Uncovering the missing pieces: 4 case studies in building reliability programs
Building a reliability program can be like trying to put together a puzzle without the help of the picture on the box. You see all the pieces in front of you but without a good idea of what the bigger picture looks like, the difficulty level increases dramatically.
Four maintenance teams from very different industries found themselves in this situation, moving toward an improved reliability culture yet slowed down by unforeseen gaps in their approach.
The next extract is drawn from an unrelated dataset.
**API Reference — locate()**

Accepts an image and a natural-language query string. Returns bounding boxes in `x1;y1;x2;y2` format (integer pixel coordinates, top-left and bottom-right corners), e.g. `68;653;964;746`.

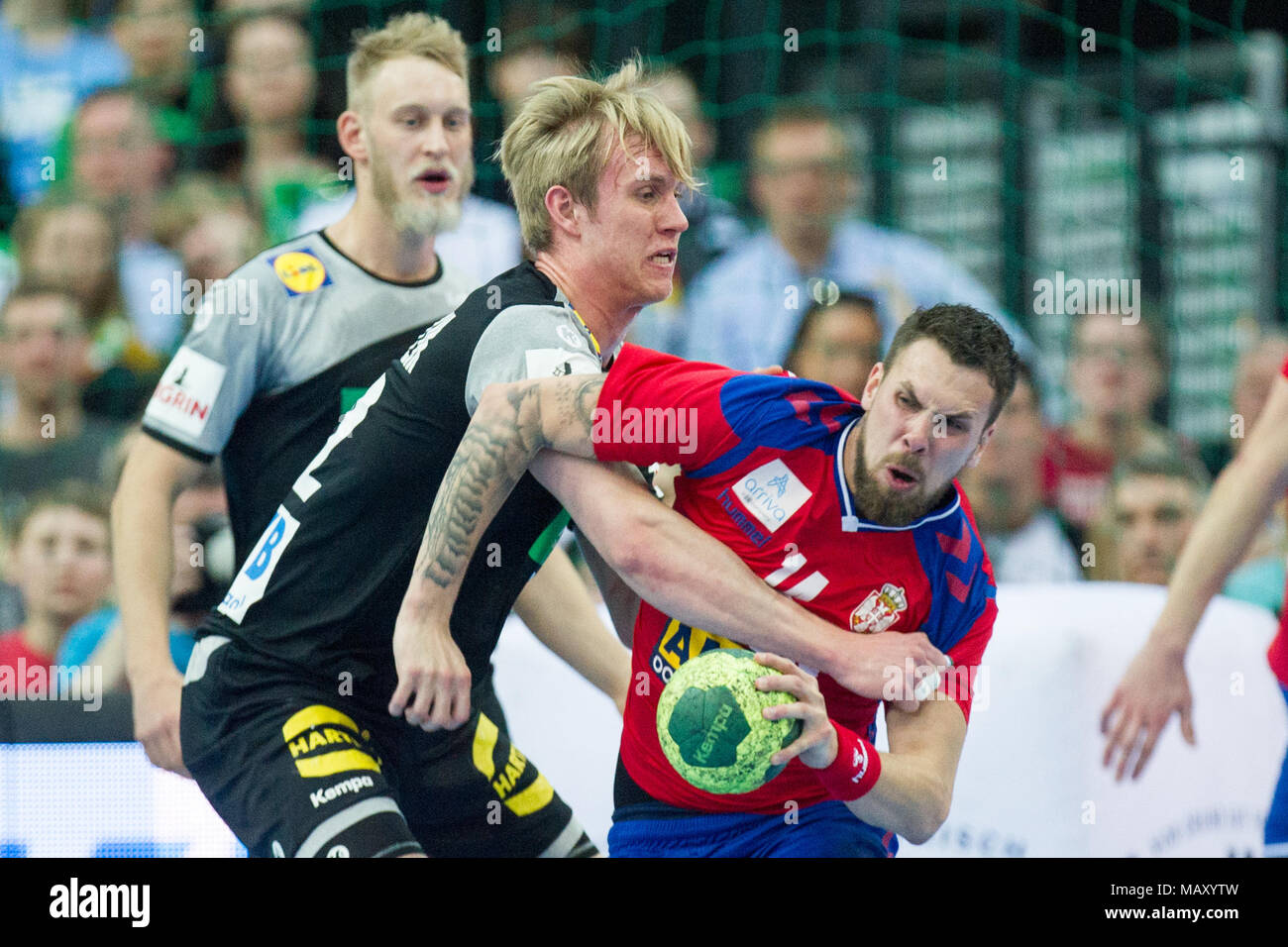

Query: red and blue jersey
593;346;997;814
This article showcases four case studies that were presented at the 2024 Leading Reliability Conference, and illustrates how each team found the right missing pieces with the help of a trusted partner that put them in place to drive reliability success.
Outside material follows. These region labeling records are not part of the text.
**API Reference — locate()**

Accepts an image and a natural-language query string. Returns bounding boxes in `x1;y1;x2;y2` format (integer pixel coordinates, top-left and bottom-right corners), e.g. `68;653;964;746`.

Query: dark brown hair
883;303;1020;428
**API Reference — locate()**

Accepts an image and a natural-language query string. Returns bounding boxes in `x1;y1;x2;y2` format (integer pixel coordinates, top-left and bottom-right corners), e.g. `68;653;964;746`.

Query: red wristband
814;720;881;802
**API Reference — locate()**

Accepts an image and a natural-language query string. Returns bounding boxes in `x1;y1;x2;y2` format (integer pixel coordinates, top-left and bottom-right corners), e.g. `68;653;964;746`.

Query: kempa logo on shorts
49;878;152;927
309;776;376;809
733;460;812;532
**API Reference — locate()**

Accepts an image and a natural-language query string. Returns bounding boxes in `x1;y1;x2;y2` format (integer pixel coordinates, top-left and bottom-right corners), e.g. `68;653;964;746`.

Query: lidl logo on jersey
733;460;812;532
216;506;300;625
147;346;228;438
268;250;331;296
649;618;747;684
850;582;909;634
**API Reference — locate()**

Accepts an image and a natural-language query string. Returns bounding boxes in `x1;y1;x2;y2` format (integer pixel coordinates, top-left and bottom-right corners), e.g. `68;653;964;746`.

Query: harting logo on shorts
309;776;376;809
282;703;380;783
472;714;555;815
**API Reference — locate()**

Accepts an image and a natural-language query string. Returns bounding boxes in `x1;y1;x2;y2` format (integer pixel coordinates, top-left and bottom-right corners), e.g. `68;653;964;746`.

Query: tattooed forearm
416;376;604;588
Making the juice worth the squeeze
Four years ago the maintenance team at E. & J. Gallo Winery discovered that business as usual was resulting in unacceptable cost over-runs. “We were spending millions of dollars and not knowing where we spent it,” said John Lazar, the winery’s director of engineering and maintenance, adding that one location had overspent their maintenance budget by a couple of million dollars. “When management asked, where did that go? How did we spend it? No true answer.”
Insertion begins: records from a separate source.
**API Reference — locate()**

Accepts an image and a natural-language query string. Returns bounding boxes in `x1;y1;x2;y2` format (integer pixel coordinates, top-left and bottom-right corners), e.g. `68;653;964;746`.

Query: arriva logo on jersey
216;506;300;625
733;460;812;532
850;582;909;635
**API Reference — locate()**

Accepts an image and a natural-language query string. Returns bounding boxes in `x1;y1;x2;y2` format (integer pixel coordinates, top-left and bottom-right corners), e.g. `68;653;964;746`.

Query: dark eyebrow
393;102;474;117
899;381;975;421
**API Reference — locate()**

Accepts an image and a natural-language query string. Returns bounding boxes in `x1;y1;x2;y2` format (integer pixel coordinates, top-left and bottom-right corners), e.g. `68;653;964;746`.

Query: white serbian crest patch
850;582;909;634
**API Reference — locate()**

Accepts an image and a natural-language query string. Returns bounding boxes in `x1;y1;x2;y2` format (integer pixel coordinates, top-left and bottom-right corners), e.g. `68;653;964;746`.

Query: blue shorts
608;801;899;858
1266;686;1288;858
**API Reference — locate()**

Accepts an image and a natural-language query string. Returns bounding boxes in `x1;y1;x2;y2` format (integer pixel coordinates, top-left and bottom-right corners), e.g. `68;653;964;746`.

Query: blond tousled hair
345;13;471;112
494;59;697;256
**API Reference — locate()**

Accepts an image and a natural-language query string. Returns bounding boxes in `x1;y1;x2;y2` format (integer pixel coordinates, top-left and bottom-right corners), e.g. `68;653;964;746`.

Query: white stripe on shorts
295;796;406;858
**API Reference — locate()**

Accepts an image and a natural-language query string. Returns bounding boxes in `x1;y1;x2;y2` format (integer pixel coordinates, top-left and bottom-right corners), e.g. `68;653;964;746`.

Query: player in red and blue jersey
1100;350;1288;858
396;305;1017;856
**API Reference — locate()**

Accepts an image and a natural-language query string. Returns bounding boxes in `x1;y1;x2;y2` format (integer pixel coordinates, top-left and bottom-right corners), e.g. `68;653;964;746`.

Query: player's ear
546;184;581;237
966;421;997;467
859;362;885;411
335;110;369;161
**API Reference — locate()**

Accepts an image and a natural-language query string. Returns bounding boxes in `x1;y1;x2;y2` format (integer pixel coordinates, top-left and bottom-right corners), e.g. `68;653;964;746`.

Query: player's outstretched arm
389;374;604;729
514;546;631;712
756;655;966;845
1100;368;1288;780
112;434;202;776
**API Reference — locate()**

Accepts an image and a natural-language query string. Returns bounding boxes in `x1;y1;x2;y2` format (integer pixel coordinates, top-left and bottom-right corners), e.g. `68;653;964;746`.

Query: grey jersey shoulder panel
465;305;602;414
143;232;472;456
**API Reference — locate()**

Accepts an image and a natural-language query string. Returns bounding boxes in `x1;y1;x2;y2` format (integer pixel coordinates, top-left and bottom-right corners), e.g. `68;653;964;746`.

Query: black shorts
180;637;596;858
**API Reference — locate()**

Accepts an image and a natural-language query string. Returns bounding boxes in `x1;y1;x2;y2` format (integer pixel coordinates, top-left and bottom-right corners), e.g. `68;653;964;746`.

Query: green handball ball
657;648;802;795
To get those answers and better control costs Lazar was asked to implement a world-class maintenance (WCM) program, focusing on five Gallo facilities to better understand what those teams were doing well and which pieces of the reliability process were missing. “Do we have processes and do we have gaps in those processes, and do people know the processes?” said Lazar. “Those were the two key things
Lazar partnered with Eruditio to help design their 10-year WCM program and help identify missing process elements at Gallo. Eruditio used a combination of their iBL blended learning process and their iBL Implementation Model to create a custom plan for developing the business processes, training the key leaders, and rolling the processes out across the five sites.
One area where the Gallo team struggled was corrective work orders. “We were stuck trying to get corrective work orders into the system and into the process, so we are now measuring all of our corrective notifications” across five phases: approval, planning, identifying critical work orders, scheduling, and execution. This improvement effort also has changed the role of the planner at Gallo completely, said Lazar. “We thought we were planning; we were scheduling. Trying to get every planner to truly create a plan for the job was a challenge, but we're making progress.”
Lazar also noted that a process maturity assessment developed early in the program is ongoing four years in. “When we started this journey, there were a lot of gaps in our processes. So we do an assessment every quarter for every site, where we look at the entire system from an FMEA all the way to the execution. Was a job plan written with a notification? Was it a quality notification? We're using that assessment for more of an education for the team versus really hammering it.”
Four years into the program and across the five sites, the Gallo team has improved percent corrective maintenance from 21% to 29%, and schedule compliance from 50% to 77%. The team has made even bigger strides when it comes to logging labor and parts usage in their CMMS, which is fundamental to helping the team forecast work, understand spend, and avoid cost over-runs.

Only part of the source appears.